Astronomers analyzed the source of the second recorded repeating fast radio burst, FRB 190520. The powerful flares are accompanied by a steadier, weaker radio signal that persists between the bursts. This new finding prompts fresh questions about what drives these enigmatic events and whether the recurring radio output could serve as a tool for probing intergalactic space. The discovery and its implications were summarized in Nature.
FRB 190520 was first spotted on May 20, 2019 by the Five-hundred-meter Aperture Spherical Radio Telescope in China, known as FAST. In November that year, the instrument data revealed the repeating pattern. Subsequent investigations involved the Karl G. Jansky Very Large Array and other facilities to explore the object in more detail. FAST later confirmed that FRB 190520 emits highly repetitive radio pulses, a feature that sets it apart from the majority of nonrepeating fast radio bursts. In 2020, VLA observations helped pinpoint the source, which enabled optical follow-up with the Subaru Telescope in Hawaii. The optical data linked the bursts to the edge of a dwarf galaxy roughly three billion light-years away. The same cycles of strong flares were found to be interlaced with much weaker radio emission between bursts.
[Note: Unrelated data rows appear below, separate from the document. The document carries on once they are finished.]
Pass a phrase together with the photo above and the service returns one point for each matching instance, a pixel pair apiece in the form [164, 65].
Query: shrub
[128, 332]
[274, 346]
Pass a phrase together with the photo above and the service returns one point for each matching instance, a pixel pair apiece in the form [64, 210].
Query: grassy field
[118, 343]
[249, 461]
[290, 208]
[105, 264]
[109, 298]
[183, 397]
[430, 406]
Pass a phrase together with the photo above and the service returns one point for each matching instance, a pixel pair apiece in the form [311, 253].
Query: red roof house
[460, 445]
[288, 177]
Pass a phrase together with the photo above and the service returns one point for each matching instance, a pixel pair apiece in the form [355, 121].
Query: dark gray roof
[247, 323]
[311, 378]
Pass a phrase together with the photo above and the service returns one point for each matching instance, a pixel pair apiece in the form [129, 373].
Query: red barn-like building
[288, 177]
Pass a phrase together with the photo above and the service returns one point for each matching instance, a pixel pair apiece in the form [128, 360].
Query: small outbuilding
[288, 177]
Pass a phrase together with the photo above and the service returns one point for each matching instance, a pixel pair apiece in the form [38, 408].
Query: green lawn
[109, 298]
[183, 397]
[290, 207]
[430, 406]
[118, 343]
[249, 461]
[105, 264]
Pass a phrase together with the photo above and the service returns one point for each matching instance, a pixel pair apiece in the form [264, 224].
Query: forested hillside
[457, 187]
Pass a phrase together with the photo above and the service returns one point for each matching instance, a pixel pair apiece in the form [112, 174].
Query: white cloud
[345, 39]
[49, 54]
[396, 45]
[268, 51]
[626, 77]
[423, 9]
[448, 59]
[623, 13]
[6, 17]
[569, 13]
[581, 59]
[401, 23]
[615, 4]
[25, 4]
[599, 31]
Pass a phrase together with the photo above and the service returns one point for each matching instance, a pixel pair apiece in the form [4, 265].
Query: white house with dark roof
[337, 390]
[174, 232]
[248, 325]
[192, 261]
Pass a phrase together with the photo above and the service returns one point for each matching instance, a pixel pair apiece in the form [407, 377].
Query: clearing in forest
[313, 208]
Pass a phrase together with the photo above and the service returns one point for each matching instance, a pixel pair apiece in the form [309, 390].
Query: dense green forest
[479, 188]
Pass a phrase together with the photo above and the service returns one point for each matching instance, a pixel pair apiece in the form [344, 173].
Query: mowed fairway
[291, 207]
Coauthor Casey Low, affiliated with the California Institute of Technology, notes that the localization of FRB 190520 mirrors the pattern seen with the first burst of this kind identified in 2016, thanks in part to the VLA’s precise measurements. This early FRB, FRB 121102, marked a turning point by revealing details about the environment and distance of these events. With two similar objects now documented, scientists anticipate that these sources may belong to a distinct subclass, inviting a reevaluation of how fast radio bursts are categorized and understood.
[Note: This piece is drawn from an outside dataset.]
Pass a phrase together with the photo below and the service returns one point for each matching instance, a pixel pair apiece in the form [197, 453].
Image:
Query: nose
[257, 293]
A common method in this field involves estimating the density of the interstellar medium by examining how radio waves disperse during travel to Earth. Waves travel faster at higher frequencies, slower at lower ones, a pattern that helps gauge distance to pulsars. Yet for FRB 190520, the dispersion pattern points to distances much larger than usual; the scatter suggests a reach of roughly eight to nine and a half billion light-years. Researchers propose several explanations, including the possibility that the medium through which the waves pass is unusually dense. The team behind the study also suggests FRB 190520 may still be a relatively young source, potentially enveloped by a dense shell produced by a supernova. If so, the remnant would be a magnetar—a highly magnetized neutron star—that powers the observed radio activity.